El Salvador President Nayib Bukele proposed a prisoner exchange with Venezuela on Sunday.
Bukele suggested sending 252 Venezuelans deported from the United States and incarcerated in his country to Venezuela, in exchange for taking “political prisoners” held by Venezuela.
Bukele asked Venezuelan President Nicolas Maduro to hand over 252 “of the political prisoners you are holding,” he posted on X.
The Salvadoran leader did not specify whether the prisoners would be jailed again after the swap took place.
Venezuela’s chief prosecutor, Tarek William Saab, criticized Bukele’s proposal and accused El Salvador of unlawfully imprisoning the Venezuelans.

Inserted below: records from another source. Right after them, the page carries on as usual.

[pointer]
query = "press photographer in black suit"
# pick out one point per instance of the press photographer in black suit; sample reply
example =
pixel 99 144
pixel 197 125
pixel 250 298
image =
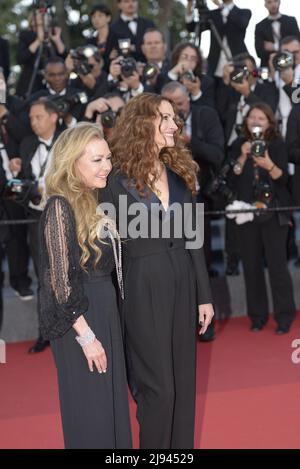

Bukele addresses Maduro in social media post
In a post directed at President Maduro, Bukele listed several family members of high-level opposition figures in Venezuela, journalists, and activists detained during the South American country’s electoral crackdown last year.
“The only reason they are imprisoned is for having opposed you and your electoral fraud,” Bukele wrote to Maduro. “However, I want to propose a humanitarian agreement that includes the repatriation of 100% of the 252 Venezuelans who were deported, in exchange for the release and surrender of an identical number (252) of the thousands of political prisoners you hold.”
On Saturday, the US Supreme Court temporarily halted US President Donald Trump’s administration from deporting another group of Venezuelan migrants accused of gang ties.
The Trump administration has pressured the Supreme Court to reject the American Civil Liberties Union’s request on the migrants’ behalf.